Saturday, May 30, 2020

Twin Cities Riots





I watched the 1 hr press conference that was convened by Gov. Tim Walsh at 1:30 AM last night.  The mayor of Minneapolis Jacob Frye, the Commissioner of the Department of public safety John Harrington and the commanding office of the National Guard Maj. Gen. Jon Jensen were all present and spoke.  There was a strong unity message.  I was impressed that so far nobody has been killed despite people shooting at the National Guard.

There was a clear message that what started out as a protest against police brutality and killing has morphed into something else at this point.  I use the term morphed loosely because there is no real evidence that there is continuity between protesters and rioters.

There was evidence for example that drug cartels were operating to secure their distribution networks and that criminal enterprises were behind a lot of the looting and general chaos.

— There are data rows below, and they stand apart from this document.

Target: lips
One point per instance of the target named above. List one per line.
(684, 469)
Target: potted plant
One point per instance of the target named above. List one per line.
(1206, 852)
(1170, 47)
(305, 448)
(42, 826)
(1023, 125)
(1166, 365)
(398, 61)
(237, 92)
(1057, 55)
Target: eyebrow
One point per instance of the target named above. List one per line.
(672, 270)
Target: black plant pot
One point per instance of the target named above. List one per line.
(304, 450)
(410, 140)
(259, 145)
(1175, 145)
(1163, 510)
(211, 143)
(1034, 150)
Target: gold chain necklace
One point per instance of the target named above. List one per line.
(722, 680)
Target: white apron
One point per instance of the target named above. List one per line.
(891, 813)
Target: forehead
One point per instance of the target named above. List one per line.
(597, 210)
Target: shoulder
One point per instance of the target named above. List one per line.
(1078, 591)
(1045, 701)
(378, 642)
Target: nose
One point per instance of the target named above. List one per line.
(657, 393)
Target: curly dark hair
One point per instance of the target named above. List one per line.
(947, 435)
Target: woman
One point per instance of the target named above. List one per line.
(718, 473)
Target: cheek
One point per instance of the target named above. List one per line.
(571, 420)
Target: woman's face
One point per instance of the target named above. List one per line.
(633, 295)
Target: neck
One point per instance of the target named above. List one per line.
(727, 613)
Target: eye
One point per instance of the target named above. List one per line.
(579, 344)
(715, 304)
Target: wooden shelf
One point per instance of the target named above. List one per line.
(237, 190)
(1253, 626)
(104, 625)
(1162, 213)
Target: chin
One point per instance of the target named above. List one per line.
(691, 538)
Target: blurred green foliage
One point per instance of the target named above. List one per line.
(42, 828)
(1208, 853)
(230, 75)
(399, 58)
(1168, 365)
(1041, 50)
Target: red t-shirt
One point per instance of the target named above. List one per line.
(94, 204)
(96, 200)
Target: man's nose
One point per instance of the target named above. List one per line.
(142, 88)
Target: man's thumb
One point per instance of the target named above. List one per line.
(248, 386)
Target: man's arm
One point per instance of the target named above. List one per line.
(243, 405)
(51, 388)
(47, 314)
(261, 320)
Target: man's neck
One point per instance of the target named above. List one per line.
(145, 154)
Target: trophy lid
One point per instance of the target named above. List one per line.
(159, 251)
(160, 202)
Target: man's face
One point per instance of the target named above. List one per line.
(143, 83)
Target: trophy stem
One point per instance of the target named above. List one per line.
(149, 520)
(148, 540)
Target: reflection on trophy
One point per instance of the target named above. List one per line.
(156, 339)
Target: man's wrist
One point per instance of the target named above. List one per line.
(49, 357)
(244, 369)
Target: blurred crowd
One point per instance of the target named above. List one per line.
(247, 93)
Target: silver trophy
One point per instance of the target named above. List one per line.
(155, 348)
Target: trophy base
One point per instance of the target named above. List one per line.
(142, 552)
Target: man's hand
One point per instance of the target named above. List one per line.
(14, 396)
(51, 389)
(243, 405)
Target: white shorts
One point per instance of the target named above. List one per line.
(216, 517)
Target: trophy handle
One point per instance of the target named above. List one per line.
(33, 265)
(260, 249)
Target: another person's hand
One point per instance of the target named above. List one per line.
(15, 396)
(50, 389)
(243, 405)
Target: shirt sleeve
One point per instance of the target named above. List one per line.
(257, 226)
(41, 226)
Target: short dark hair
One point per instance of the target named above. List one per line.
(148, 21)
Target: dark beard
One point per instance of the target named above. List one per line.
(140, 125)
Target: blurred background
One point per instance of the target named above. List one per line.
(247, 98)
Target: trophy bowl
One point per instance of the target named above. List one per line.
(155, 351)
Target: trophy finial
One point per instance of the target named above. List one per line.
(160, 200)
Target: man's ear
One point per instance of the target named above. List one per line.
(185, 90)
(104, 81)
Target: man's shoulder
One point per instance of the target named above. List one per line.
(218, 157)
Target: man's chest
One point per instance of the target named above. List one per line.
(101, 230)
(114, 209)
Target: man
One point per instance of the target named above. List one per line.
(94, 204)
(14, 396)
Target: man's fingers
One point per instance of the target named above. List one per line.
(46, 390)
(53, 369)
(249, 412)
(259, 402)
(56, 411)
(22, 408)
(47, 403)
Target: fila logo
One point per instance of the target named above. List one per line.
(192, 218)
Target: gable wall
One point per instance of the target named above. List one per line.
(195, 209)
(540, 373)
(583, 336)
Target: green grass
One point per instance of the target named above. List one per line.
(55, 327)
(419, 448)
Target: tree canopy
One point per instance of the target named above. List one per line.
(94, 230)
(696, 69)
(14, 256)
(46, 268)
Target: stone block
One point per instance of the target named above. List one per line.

I received an email that large retail pharmacy networks were closed and in many cases they were looted and prescriptions and other pharmaceuticals were stolen.  There was information that armed white supremacists were in the area and a photo of armed men standing in front of a Target store. There is video evidence that white men wearing all black clothing and face masks are vandalizing buildings and being confronted by protesters.  St. Paul has previous experience with anarchists from 2008 when they disrupted police operations at the time of a Republican National Convention.

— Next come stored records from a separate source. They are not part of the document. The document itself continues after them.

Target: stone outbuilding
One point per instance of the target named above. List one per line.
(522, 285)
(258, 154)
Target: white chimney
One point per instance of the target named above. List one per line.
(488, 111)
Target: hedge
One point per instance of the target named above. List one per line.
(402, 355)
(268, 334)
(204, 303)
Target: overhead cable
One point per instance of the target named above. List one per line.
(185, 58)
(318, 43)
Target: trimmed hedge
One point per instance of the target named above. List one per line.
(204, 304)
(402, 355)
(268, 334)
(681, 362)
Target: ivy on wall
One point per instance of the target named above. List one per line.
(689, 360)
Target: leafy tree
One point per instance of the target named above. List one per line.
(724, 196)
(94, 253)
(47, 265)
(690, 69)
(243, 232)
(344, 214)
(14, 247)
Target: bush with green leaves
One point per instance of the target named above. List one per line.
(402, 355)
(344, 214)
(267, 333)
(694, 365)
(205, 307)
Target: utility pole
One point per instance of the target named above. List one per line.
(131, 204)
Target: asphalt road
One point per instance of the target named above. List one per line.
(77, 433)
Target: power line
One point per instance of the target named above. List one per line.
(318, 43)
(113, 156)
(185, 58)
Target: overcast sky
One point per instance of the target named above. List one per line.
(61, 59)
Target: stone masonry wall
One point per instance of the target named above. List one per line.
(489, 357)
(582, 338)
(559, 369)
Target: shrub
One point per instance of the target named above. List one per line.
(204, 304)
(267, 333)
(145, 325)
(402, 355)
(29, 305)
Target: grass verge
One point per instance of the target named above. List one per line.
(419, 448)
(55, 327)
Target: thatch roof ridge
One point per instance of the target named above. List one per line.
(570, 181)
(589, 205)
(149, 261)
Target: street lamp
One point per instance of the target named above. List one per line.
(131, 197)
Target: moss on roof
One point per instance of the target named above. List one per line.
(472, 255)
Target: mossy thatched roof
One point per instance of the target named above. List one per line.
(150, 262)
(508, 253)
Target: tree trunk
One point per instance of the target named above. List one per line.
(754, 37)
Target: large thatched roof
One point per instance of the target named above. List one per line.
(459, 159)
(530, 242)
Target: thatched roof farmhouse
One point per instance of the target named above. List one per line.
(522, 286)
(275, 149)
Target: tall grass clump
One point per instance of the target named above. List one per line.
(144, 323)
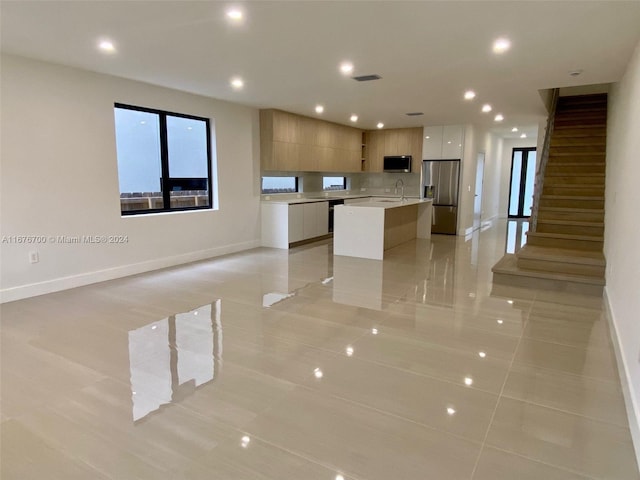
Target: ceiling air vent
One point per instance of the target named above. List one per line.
(367, 78)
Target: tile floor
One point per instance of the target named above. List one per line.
(297, 365)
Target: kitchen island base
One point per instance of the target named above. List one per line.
(368, 228)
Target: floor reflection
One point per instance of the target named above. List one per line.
(516, 234)
(172, 357)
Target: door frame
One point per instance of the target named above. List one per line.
(522, 183)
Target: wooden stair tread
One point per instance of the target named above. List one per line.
(567, 236)
(571, 209)
(508, 266)
(551, 254)
(576, 223)
(576, 154)
(579, 126)
(579, 174)
(573, 197)
(565, 164)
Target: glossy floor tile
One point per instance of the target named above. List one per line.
(272, 364)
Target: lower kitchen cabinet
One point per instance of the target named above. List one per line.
(284, 224)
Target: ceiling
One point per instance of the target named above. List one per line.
(288, 53)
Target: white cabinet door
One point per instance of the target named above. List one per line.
(322, 218)
(296, 222)
(452, 141)
(432, 143)
(309, 221)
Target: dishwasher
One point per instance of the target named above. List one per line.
(332, 204)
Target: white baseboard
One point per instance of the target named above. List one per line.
(632, 403)
(73, 281)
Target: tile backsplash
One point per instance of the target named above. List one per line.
(369, 183)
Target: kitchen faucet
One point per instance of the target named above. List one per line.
(401, 182)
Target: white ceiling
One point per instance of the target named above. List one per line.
(428, 53)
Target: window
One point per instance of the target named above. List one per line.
(279, 184)
(334, 183)
(164, 160)
(523, 173)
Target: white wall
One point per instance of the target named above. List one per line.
(477, 140)
(622, 230)
(505, 170)
(59, 177)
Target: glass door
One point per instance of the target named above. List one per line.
(523, 173)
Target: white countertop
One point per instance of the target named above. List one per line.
(386, 202)
(292, 201)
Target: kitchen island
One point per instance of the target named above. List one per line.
(366, 229)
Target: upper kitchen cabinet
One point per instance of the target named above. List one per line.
(394, 141)
(442, 142)
(290, 142)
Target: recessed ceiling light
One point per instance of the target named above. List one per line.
(107, 46)
(501, 45)
(237, 83)
(235, 14)
(346, 67)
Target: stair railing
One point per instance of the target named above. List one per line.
(542, 164)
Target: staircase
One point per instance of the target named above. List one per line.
(564, 250)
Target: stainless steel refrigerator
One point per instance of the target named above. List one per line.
(440, 181)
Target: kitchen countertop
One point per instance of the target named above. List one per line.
(387, 202)
(293, 201)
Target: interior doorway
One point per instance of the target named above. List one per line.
(477, 199)
(523, 173)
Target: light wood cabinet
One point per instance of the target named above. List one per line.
(290, 142)
(398, 141)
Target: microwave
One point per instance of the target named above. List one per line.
(397, 163)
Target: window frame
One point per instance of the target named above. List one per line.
(166, 181)
(297, 184)
(344, 183)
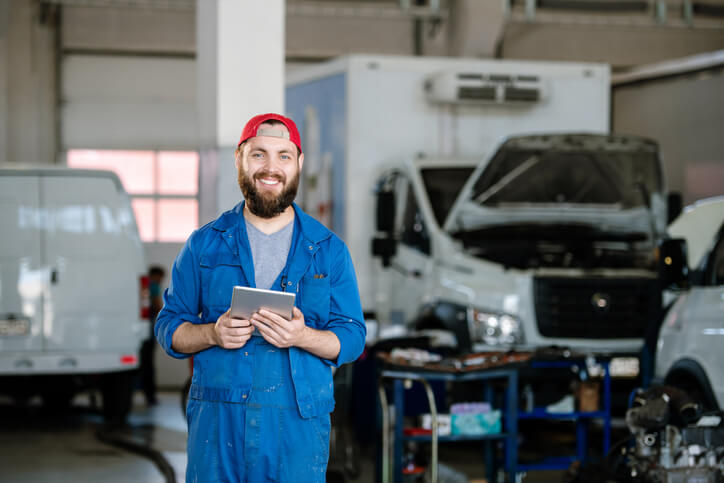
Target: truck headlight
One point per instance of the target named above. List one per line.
(494, 328)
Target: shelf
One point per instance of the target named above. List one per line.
(541, 413)
(456, 437)
(559, 462)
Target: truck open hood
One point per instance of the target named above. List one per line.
(606, 181)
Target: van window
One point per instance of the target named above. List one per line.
(716, 268)
(443, 186)
(163, 186)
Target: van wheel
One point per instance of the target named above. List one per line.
(117, 389)
(58, 399)
(689, 384)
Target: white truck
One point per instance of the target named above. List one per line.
(689, 350)
(460, 215)
(72, 289)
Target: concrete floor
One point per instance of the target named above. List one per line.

There is probably a significant element of people who have the general solution to "burn everything down".  I encountered them during Vietnam War protests. They were the driving force behind the radicalism of the 1970s that led to 1900 domestic bombings in 1972 and the single most destructive act of sabotage in American history up to that point - the bombing of Sterling Hall on the University of Wisconsin campus.

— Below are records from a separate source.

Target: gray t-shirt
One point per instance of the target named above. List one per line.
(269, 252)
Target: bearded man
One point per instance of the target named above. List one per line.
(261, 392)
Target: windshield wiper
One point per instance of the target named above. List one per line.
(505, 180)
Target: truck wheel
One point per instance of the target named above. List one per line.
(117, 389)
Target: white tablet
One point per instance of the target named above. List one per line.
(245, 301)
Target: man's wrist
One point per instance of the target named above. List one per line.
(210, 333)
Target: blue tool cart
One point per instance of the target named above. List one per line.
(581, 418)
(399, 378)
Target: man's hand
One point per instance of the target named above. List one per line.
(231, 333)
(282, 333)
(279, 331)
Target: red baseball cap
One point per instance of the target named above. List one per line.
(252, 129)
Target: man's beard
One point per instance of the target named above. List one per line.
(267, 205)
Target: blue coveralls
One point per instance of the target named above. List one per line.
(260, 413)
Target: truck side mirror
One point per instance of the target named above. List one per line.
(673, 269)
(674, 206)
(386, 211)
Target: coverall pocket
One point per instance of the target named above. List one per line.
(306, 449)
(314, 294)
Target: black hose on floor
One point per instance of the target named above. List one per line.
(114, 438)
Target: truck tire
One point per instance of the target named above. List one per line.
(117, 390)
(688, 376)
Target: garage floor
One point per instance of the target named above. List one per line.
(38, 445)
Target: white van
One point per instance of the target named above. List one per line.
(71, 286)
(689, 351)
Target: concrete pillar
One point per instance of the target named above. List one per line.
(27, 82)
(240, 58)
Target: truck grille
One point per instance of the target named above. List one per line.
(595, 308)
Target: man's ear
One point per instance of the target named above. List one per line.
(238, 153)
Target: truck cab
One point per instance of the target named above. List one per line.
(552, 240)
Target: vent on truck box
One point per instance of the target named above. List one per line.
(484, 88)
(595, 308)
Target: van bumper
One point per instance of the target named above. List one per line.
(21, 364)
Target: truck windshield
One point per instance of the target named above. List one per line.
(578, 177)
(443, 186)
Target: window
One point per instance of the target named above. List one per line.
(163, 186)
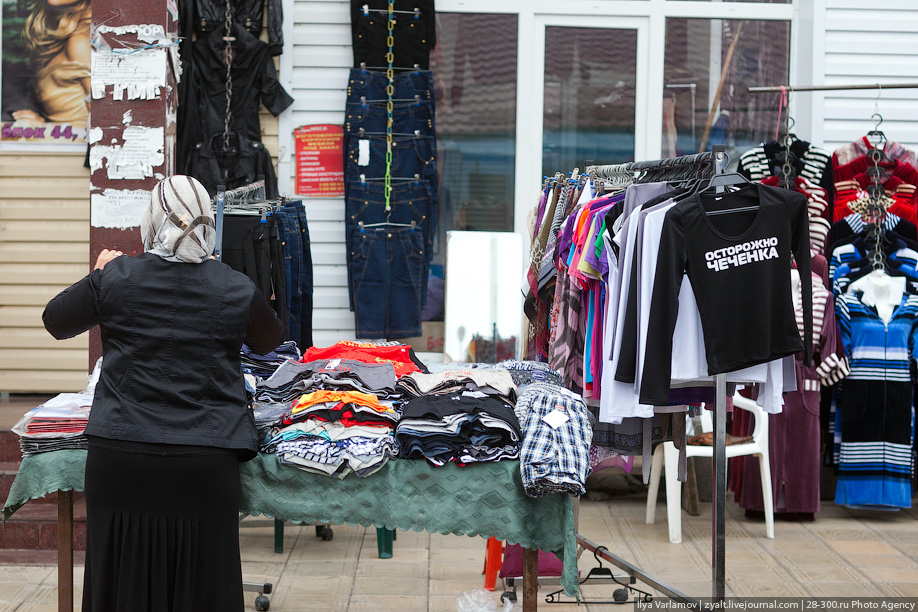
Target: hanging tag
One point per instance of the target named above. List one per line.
(556, 419)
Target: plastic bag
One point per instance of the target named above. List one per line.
(481, 600)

I think it is a reminder to all of us how tenuous civil order can be.  We have all observed these behaviors in one way or another.  At the societal level, Americans are far too self-congratulatory as being "the best" when we clearly have done a very poor job of correcting racism and other forms of discrimination, mass shootings that are so routine they are part of the culture, and economic inequality. Addressing all of those dimensions lead to a preference over social order than not - and keep the opportunists in check.

The lesson from the call to violent revolution in the 1970s was that it eventually fell flat because nobody was interested apart from a few of the leaders of the radical organizations at the time. They made an active effort to expand and recruit more members to do more bombings and kill more people. The average man and woman on the street just wasn’t interested.  Life in general could be problematic but it was clearly preferable to anarchy.
Religious and civic leaders are making broad appeals today to their constituencies to remember the triggering event and actively work on reforming the associated factors of police brutality, racism, and justice for the victim and his family. But they are also reminding people to stay off the streets and remember that these changes need to occur in the context of community and cooperation.  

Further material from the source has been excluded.